Pretrained pytorch models for the Danbooru2018 dataset
Other
173 stars 16 forks source link

How are the tags encoded for the training? #2

Closed segalinc closed 4 years ago

segalinc commented 4 years ago

Hello, I am trying to replicate the training using pytorch and preparing the data is not clear how you format the labels tags. Do you hot encode them so you have an array of multiple ones based on the tags present in the target image ?

RF5 commented 4 years ago

Hi

Super sorry for the late reply. The data preparation is done in the training_notebooks/data_preparation.ipynb notebook, which looks through the raw danbooru2018 dataset's file structure with metadata to build a final csv file which is used for training. Concretely, it takes the metadata tags for a particular image, filters it to those tags within the top 6000 most seen tags over the full dataset, and then adds a tag for the age_rating and score attribute in the metadata for that image.

This list of tags is then saved with the file path of the image, in the format of [image path], [list of space-separated tags]. For example:

danbooru2018/original/0167/263167.jpg,age_rating_s 1girl solo long_hair brown_hair ribbon bangs meta_score_0 yellow_eyes japanese_clothes barefoot artist_request blunt_bangs hair_bun hime_cut eyes ankle_ribbon'

This process is repeated for each image in the Danbooru dataset, and each line as generated above is saved into a final tag_labels_6000.csv file. This file is then directly fed into fastai.

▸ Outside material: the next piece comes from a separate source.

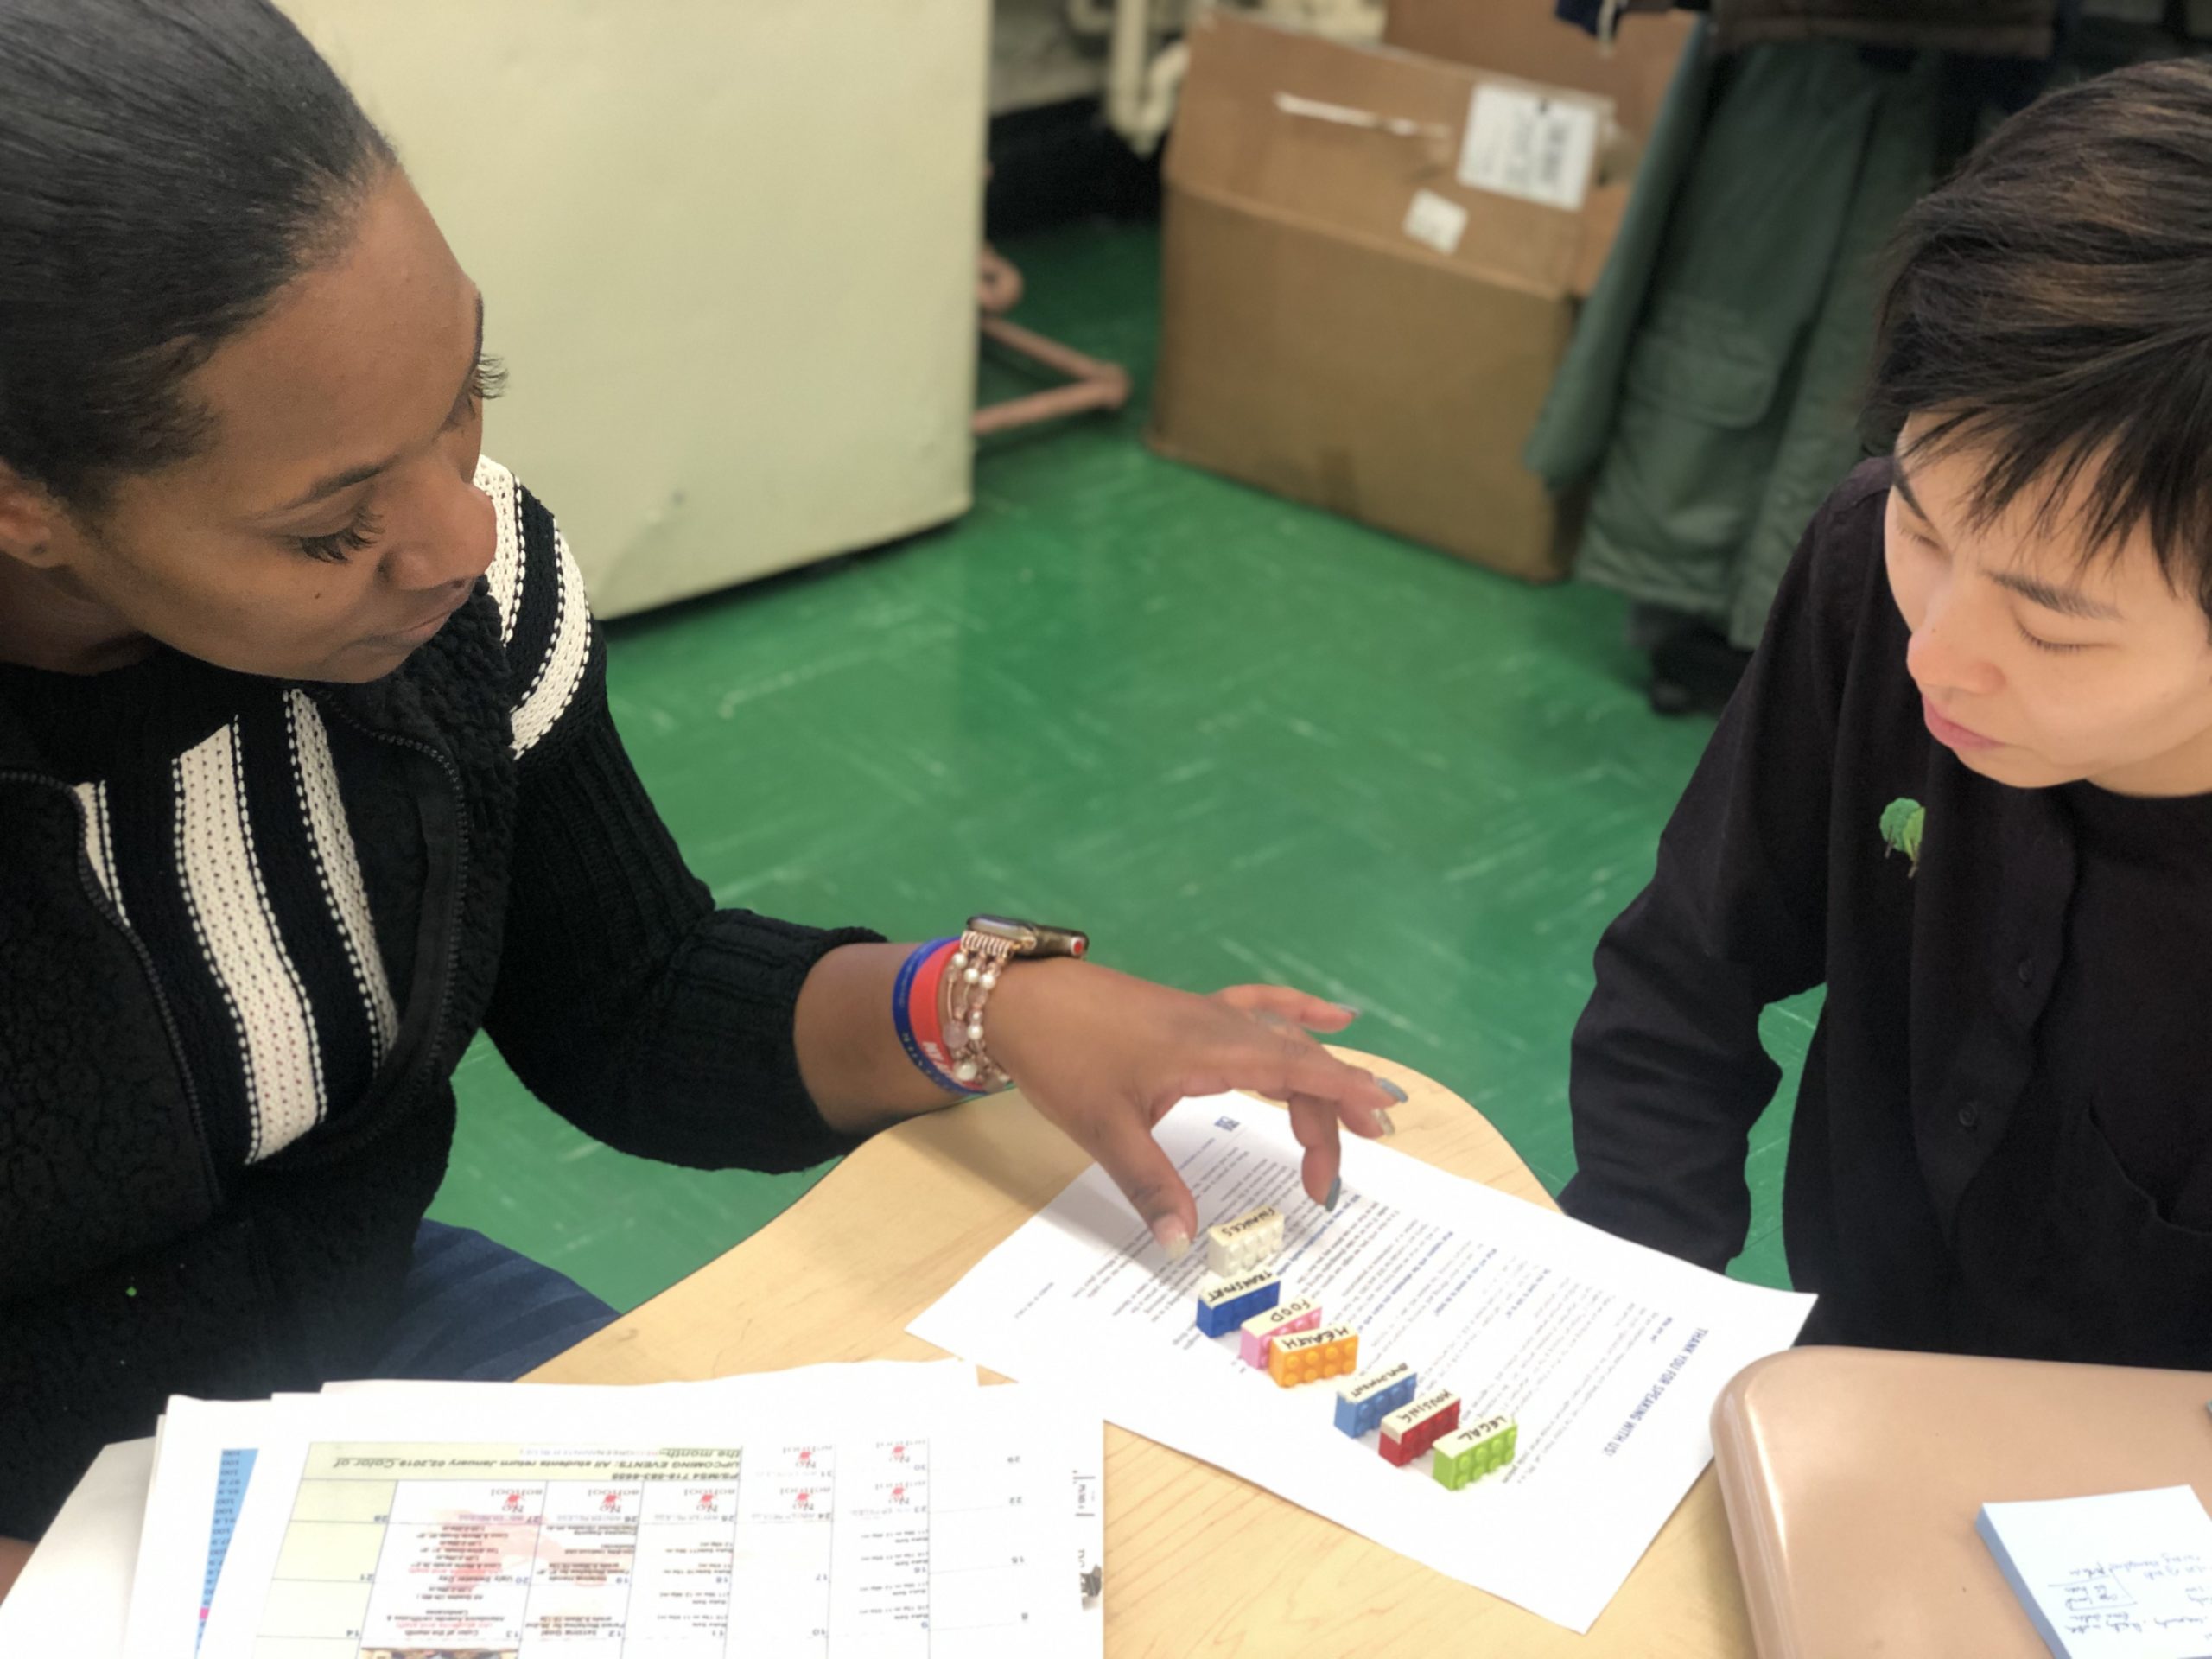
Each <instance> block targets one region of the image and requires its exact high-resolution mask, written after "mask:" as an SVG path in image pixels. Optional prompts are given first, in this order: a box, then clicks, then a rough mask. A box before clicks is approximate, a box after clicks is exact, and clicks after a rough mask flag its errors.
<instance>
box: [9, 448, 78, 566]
mask: <svg viewBox="0 0 2212 1659" xmlns="http://www.w3.org/2000/svg"><path fill="white" fill-rule="evenodd" d="M62 524H64V518H62V507H60V502H55V500H53V495H51V493H49V491H46V489H42V487H40V484H33V482H31V480H29V478H24V476H22V473H18V471H15V469H13V467H9V465H7V462H4V460H0V555H4V557H11V560H15V562H18V564H29V566H31V568H38V571H51V568H53V566H58V564H60V562H62Z"/></svg>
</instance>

Internally fastai I believe does hot encode them (with a 6000 length zero vector with ones where that tag is present for that image), however the library's implementation changes quite often so it is best to consult the docs.

So in short: no, they are not hot encoded (although fastai does eventually hot encode them internally for using it in the loss function I believe). Feel free to compare with the tag_labels_6000.csv file generated from my data preparation to double-check that they are the same.